Acostumado à solidão de duas vidas,
ele inclinou-se para trás, prestes a recusar, quando ela, ágil, enfiou-lhe os hashis na boca.
...
— E então? — Lin Baiwei olhava-o, ansiosa.
Não era uma iguaria, mas surpreendentemente saborosa, lembrando aquelas comidas de panela grande do mundo anterior: rústica, porém perfeita para acompanhar arroz.
— Nada mal.
Shen Yi largou o machado e preparou-se para servir a sopa de carne.
— Pois é. — Lin Baiwei ergueu o queixo, as mãos atrás das costas como uma verdadeira chef.

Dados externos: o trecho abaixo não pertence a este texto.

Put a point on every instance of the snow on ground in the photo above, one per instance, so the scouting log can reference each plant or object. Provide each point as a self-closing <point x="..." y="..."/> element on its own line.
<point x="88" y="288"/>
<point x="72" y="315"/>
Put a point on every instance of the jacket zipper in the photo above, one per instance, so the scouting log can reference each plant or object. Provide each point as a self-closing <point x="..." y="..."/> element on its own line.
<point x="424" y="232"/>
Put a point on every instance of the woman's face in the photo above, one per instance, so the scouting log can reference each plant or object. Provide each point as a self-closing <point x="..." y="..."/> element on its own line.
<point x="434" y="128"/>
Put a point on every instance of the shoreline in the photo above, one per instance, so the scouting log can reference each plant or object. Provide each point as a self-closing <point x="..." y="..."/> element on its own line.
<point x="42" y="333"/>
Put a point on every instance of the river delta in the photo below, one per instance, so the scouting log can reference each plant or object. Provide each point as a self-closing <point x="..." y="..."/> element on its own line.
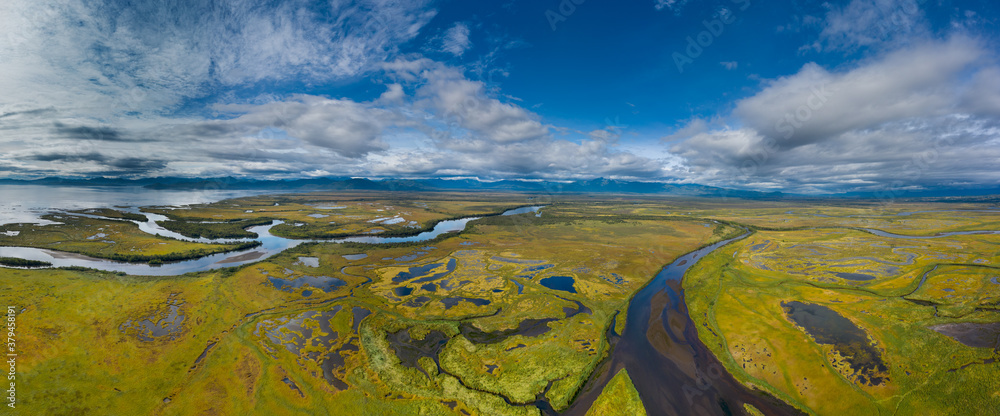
<point x="461" y="304"/>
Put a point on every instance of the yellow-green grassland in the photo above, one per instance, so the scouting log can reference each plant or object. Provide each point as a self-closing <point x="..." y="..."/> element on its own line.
<point x="510" y="312"/>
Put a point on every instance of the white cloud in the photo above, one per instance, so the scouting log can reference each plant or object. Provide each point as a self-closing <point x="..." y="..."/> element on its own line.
<point x="923" y="115"/>
<point x="456" y="40"/>
<point x="110" y="59"/>
<point x="868" y="23"/>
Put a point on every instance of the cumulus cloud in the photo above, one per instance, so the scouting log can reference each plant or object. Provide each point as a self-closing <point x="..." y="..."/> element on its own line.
<point x="110" y="59"/>
<point x="867" y="23"/>
<point x="923" y="115"/>
<point x="674" y="5"/>
<point x="456" y="40"/>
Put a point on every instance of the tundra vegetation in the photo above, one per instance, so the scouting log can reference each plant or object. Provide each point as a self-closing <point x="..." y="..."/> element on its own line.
<point x="464" y="325"/>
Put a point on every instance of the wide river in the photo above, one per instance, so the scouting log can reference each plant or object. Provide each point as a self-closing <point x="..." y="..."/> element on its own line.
<point x="674" y="372"/>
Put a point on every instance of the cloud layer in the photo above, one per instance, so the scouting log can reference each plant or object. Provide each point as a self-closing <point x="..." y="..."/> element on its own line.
<point x="923" y="115"/>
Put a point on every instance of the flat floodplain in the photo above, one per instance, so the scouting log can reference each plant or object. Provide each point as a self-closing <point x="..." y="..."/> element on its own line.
<point x="517" y="314"/>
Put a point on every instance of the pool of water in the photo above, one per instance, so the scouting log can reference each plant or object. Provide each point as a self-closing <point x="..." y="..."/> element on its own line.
<point x="857" y="277"/>
<point x="828" y="327"/>
<point x="563" y="283"/>
<point x="324" y="283"/>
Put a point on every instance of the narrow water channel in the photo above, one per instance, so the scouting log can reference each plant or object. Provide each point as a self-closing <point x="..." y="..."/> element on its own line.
<point x="270" y="245"/>
<point x="672" y="369"/>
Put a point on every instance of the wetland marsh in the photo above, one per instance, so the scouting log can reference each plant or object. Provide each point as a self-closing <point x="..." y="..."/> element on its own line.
<point x="486" y="307"/>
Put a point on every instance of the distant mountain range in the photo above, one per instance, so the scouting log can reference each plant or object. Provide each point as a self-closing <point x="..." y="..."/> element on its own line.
<point x="600" y="185"/>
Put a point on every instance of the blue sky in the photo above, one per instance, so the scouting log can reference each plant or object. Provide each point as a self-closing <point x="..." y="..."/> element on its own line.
<point x="782" y="95"/>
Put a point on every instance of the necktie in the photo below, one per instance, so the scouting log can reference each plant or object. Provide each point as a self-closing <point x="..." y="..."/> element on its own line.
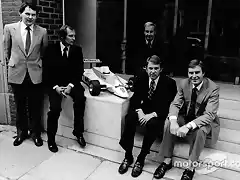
<point x="28" y="40"/>
<point x="151" y="89"/>
<point x="65" y="52"/>
<point x="191" y="112"/>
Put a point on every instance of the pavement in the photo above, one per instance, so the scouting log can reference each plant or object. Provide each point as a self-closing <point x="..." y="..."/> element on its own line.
<point x="28" y="162"/>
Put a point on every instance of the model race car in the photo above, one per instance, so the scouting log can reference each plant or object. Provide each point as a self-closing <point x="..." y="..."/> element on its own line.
<point x="101" y="78"/>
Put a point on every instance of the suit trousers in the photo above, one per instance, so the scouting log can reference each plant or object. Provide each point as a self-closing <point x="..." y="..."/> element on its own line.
<point x="29" y="100"/>
<point x="196" y="139"/>
<point x="154" y="127"/>
<point x="77" y="94"/>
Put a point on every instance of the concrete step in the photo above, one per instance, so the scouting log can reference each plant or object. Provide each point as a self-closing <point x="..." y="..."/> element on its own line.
<point x="109" y="149"/>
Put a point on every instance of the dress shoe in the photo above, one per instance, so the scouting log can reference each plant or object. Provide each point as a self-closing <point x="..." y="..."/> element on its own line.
<point x="19" y="139"/>
<point x="52" y="146"/>
<point x="161" y="170"/>
<point x="188" y="174"/>
<point x="81" y="141"/>
<point x="137" y="169"/>
<point x="37" y="141"/>
<point x="125" y="165"/>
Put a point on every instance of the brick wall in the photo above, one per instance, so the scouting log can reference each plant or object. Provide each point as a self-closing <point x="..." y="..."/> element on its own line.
<point x="50" y="17"/>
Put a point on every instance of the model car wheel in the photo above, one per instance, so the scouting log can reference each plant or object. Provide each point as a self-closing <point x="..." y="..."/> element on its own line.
<point x="94" y="87"/>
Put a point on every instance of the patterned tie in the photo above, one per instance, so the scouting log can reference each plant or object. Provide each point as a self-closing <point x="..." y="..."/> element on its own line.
<point x="65" y="52"/>
<point x="151" y="89"/>
<point x="191" y="113"/>
<point x="28" y="40"/>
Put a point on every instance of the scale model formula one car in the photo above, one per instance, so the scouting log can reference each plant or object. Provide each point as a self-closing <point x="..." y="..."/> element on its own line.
<point x="101" y="78"/>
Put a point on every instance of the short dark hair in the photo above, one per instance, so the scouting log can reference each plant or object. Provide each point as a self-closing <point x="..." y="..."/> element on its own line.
<point x="195" y="62"/>
<point x="155" y="60"/>
<point x="62" y="33"/>
<point x="33" y="6"/>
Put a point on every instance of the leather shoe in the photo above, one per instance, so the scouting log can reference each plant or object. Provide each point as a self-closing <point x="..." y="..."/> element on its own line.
<point x="81" y="141"/>
<point x="19" y="139"/>
<point x="161" y="170"/>
<point x="137" y="169"/>
<point x="125" y="165"/>
<point x="188" y="174"/>
<point x="37" y="141"/>
<point x="52" y="146"/>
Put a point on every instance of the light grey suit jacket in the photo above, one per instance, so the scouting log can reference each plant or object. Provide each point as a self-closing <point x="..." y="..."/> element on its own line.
<point x="16" y="58"/>
<point x="206" y="106"/>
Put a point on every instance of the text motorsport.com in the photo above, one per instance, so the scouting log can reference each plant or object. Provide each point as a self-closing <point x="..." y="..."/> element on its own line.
<point x="207" y="163"/>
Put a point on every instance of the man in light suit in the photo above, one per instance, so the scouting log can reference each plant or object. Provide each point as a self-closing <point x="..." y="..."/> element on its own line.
<point x="62" y="74"/>
<point x="24" y="44"/>
<point x="192" y="114"/>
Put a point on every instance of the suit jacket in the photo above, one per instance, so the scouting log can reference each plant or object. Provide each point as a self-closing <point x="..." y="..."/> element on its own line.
<point x="18" y="61"/>
<point x="139" y="53"/>
<point x="164" y="94"/>
<point x="207" y="104"/>
<point x="58" y="70"/>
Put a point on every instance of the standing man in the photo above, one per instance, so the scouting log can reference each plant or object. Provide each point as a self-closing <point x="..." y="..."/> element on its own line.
<point x="24" y="44"/>
<point x="63" y="70"/>
<point x="147" y="47"/>
<point x="148" y="107"/>
<point x="192" y="114"/>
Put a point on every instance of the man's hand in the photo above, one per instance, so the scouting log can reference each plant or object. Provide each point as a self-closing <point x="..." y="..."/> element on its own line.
<point x="182" y="131"/>
<point x="143" y="121"/>
<point x="67" y="89"/>
<point x="60" y="90"/>
<point x="174" y="127"/>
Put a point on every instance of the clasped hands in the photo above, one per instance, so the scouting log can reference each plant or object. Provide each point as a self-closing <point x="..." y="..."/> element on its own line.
<point x="178" y="131"/>
<point x="64" y="91"/>
<point x="143" y="118"/>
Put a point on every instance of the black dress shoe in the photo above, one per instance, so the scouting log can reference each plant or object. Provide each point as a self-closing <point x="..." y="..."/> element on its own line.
<point x="161" y="170"/>
<point x="37" y="141"/>
<point x="188" y="174"/>
<point x="52" y="146"/>
<point x="137" y="169"/>
<point x="125" y="165"/>
<point x="81" y="141"/>
<point x="19" y="139"/>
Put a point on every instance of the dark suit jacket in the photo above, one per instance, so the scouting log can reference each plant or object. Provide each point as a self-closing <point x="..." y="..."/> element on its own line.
<point x="164" y="94"/>
<point x="60" y="71"/>
<point x="206" y="106"/>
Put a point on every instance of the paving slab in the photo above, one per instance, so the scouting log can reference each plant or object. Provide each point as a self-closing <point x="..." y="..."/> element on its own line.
<point x="15" y="161"/>
<point x="65" y="165"/>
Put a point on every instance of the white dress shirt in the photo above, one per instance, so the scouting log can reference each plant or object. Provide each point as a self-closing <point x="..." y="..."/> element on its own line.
<point x="24" y="32"/>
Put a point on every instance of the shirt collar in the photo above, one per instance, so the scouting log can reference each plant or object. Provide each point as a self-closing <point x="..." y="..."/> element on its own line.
<point x="23" y="26"/>
<point x="62" y="46"/>
<point x="199" y="86"/>
<point x="156" y="80"/>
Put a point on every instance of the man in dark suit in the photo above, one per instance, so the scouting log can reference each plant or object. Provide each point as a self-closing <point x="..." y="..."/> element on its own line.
<point x="192" y="114"/>
<point x="148" y="107"/>
<point x="24" y="45"/>
<point x="147" y="47"/>
<point x="63" y="70"/>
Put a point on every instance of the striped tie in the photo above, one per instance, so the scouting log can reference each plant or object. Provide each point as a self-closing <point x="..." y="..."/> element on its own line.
<point x="151" y="89"/>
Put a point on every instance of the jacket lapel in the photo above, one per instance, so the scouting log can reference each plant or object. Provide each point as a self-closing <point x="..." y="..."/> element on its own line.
<point x="19" y="37"/>
<point x="34" y="39"/>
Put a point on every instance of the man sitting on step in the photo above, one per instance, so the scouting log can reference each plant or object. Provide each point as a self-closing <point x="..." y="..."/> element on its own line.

Nesse instante, uma série de batidas violentas soou à porta.
Bum, bum, bum!
— Shen, apareça já!
Shen Yi hesitou um instante, franziu as sobrancelhas e dirigiu-se à entrada.
Lin Baiwei, intrigada, nada perguntou e recolheu-se à cozinha.
Logo, cinco ou seis oficiais arrombaram a porta.
Duas figuras entraram na sala, uma à frente da outra.
O primeiro era um ancião de cabelos e barba totalmente brancos, trajando túnica azul e expressão carregada: era o intendente Liu.
Atrás, um magro monge mantinha-se de mãos baixas, observador, como quem aguarda pelo espetáculo.
Lá fora, Chen Ji e os demais eram mantidos sob a mira de facas pelos oficiais, pressionados contra o muro, enquanto o açougueiro Zhang, de punhos cerrados como tigelas, observava ao longe, sombrio.
— A delegacia confiou em ti, deu-te responsabilidades e o comando dos assuntos demoníacos — bradou Liu, furioso, os dedos trêmulos de raiva — e em apenas duas noites, entre cidade e arredores, desapareceram mais de dez crianças, enquanto tu repousavas em casa, e todos na tua cela, cúmplices, ocultaram a verdade... e eu, tolo, tratei-te como a um filho!
O velho ergueu a voz, aguda:
— Tu mereces morrer!
— A porta da cela esteve sempre aberta, jamais recebemos notícia alguma! — Chen Ji, ofegante, protestou alto.
Quem perdera um ente querido não se apressaria? Shen Yi era renomado, por que não o procurariam, e sim o intendente Liu?
Em resposta, recebeu um tapa estalado.
Liu recolheu a mão:
— Ainda ousa argumentar?
Nesse momento, mais de vinte soldados marcharam pela rua, armados de arcos e bestas; trajavam diferente dos oficiais, eram da guarnição da cidade.
Liu voltou-se para Shen Yi:
— Se hoje não exterminares os demônios, tirarei tua cabeça!